EN FAVOR DEL POLÍTICO

Hablo en favor del político. Sí. Y no me mate todavía, lector. Concédame la presunción de inocencia (¡tan mal está su imagen que me veo en la obligación de demandar para mí este derecho fundamental!) Cinco minutos, solo.
En el trabajo, esta semana, un compañero crítico con la figura del político, de esos recalcitrantes, tanto que me confesó que desde los tiempos de Suárez jamás se había acercado a urna alguna, me afirmó que conocía, al menos, un país en el que no existía política. Creo que para justificar su alergia a los comicios. ¡Que se podía vivir sin políticos! Un país al desgobierno. Casi. Que no ausente de orden, ni de normas, ni de ética, no se crea… sino únicamente de políticos. Le dije que me diera su nombre, que me hablara de ese país, pensando en que podría forrarme con la primicia de escribir acerca de ese descubrimiento. Me sonrió. “Para ganar tú, gano yo. Amigos, ¡pero no perdiendo!”. Y se marchó.

Defender hoy al político es como tratar de demostrar la intermediación del amor entre la puta y el cliente, me da la sensación. Pero quisiera que el lector se interrogara acerca de las razones por las que solemos poner a caldo a quien porta corbata y se expresa con palabras que nos regalan los oídos con equilibrio de trapecista, tan de continuo. Apunto una, que entiendo bastante: corrupción. En ésta caben todo tipo de tropelías y abusos que derivan de lo que algunos denominaron “la erótica del poder”. Pero no puedo con la generalización; lo siento. Va contra mis principios.

Un político, por estadística, es una persona con una necesidad grande de transformación y mejoramiento de las circunstancias en las que vive. Afirmo.

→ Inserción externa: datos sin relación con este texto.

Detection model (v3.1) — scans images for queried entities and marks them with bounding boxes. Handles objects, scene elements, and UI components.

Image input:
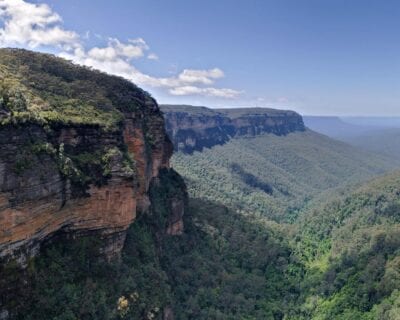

Que no ve los toros desde la barrera, como la mayoría de ustedes y yo, que no empeñamos ni un pelo de las pestañas en riesgos públicos; que salta al ruedo, si es preciso, y se viste de Don Tancredo, en el centro, a la espera de que la caída de críticas le abra el cráneo en canal. Impasible. Él y su familia, que le acompaña en las vigilias de las acusaciones estampadas en periódicos o en las noticias dadas por una guapa presentadora de la tele, y de las que muchas veces no llegamos a conocer de su necesaria restitución si devienen en falsas. Un político, comprometido y con responsabilidades de cierta monta, es alguien que roba horas a su asueto (quizá ni conozca que esa palabra campa por las hojas del diccionario); que escatima a los fines de semana, la compañía de amigos, un libro, partidos de fútbol… Que hace tiempo no pasea un domingo con su hijo o que, simplemente, no se pega una buena juerga con su mujer. De esas que marcan época. Vaya. ¿Cuánto vale la vida privada, ya que surge, entendida en términos habituales, sin ingerencias… libre de preguntas inoportunas? Porque de la pública, lector, mejor ni hablamos.

Usted me dirá que ya está hasta los “aquéllos” de tanto inepto. Vale. Que todos nos han metido en esta perra crisis. Bien. ¿Sabe el tiempo que silban a mi oído estos cantos de sirenas “oportunistas” que censuran todo tipo de Gobiernos con independencia de su color? Desde que el sentido de la razón aterrizó en mí. Se lo aseguro. Y por mi todavía joven existencia ya han desfilado memorias como González, Aznar y, recientemente, Zapatero. Los zurdos y los diestros. Incluso los que se visten de ambiguos. Todos, insisto, han terminado por ser incompetentes, cuando no corruptos, a los ojos del pueblo, de un pueblo que ha mutado en el tiempo, en las circunstancias… pero que aun así no ha dudado en despedirlos a salivazos en las calles en cuanto de sus caras se han hartado. ¿En qué fallamos, tan sistemáticamente? ¿O quiénes fallamos, dicho sea con ánimo de meter el dedo en llaga propia? ¿No cabe corresponsabilidad nuestra?

Y es que, después de no haber pegado ojo aquella noche, pensando en cuál sería aquel país en el que según mi compañero de trabajo no existían políticos y que sobrevivía más o menos bien, mirándome a los ojos, me dijo, a la mañana siguiente: “¡España, coño. Es España. Que pareces tonto!”.

“Buena broma, amigo”, me despedí dándole una palmadita de indulto en la espalda… queriendo ser gentil.